I know I had listened to them before, but this album gave me a reason to keep going, when I had lost faith in everything and everyone. I know it’s not an important reason, like finishing my studies or travelling, but I really couldn’t see further than that.
You can say whatever the fuck you want, I don’t care. Not many people can understand the relationship I’ve got with Placebo. Call it obsession, stupidity, whatever.

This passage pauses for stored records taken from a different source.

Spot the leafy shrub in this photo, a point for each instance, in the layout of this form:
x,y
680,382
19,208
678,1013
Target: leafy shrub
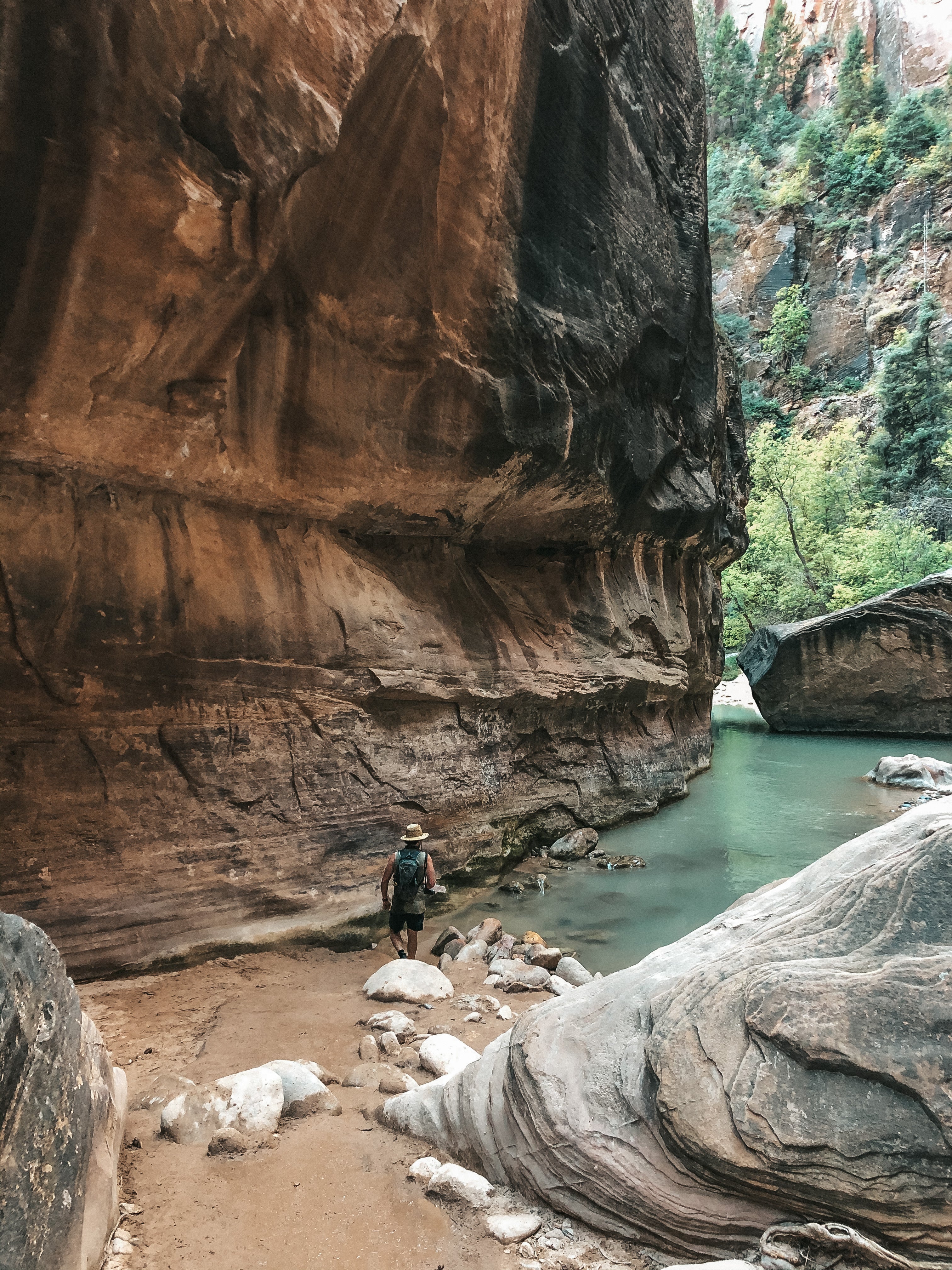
x,y
910,131
790,326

I prefer calling it connection.
I wrote this to let it all out, because when you’ve been bitten by a poisonous snake, you need to suck the poison OUT.
And again, sorry to all the people I hurt.
I’ve got a brand new way of seeing
Now I can start living.
Meds
I was alone, falling free
Trying my best not to forget
What happened to us
What happened to me
What happened as I let it slip
I was confused by the powers that be
Forgetting names and faces
Passers by were looking at me
As if they could erase it
Baby, did you forget to take your meds?
I was alone staring over the ledge
Trying my best not to forget
All manner of joy, all manner of glee
And our one heroic pledge
How it mattered to us
How it mattered to me
And the consequences
I was confused by the birds and the bees
Forgetting if I meant it
Baby, did you forget to take your meds?
And the sex, and the drugs, and the complications...
Baby, did you forget to take your meds?
I was alone, falling free
Trying my best not to forget
First song of the album, first step of a new beggining.
I’ve got no comments for it, I think it’s terrific.
Next time I post, it’ll be the turn of Infra-red, one of my favourite songs of the album. I hope to have time to analyse it and to write something interesting.
Best Wishes
Molks xxx
P.S.: A la gente que no entiende inglés... lo siento mucho pero... CAGARON. No creo que me de la lata de empezar a traducir todo lo que escribo, porque al traducir hay cosas que no quedan igual. Lamentablemente para ustedes, pienso más en inglés que en español, lo que conlleva a que escriba en inglés. Si realmente quieren saber lo que escribo, mándenme un mail o dejen un post y puede que traduzca algo y este blog empiece a ser enteramente bilingüe. Porque realmente no tengo idea si alguien se mete a este blog loser.
P.S.2: Sé que estudio traducción, pero este blog es para expresarme, no para empezar a ejercer.
P.S.3: Alguien me preguntó si las tres x tenían alguna relación con sexo. Si quieren saber... A ESTUDIAR! No les pienso decir, porque pasé 8 años antes de saber que cresta significaban.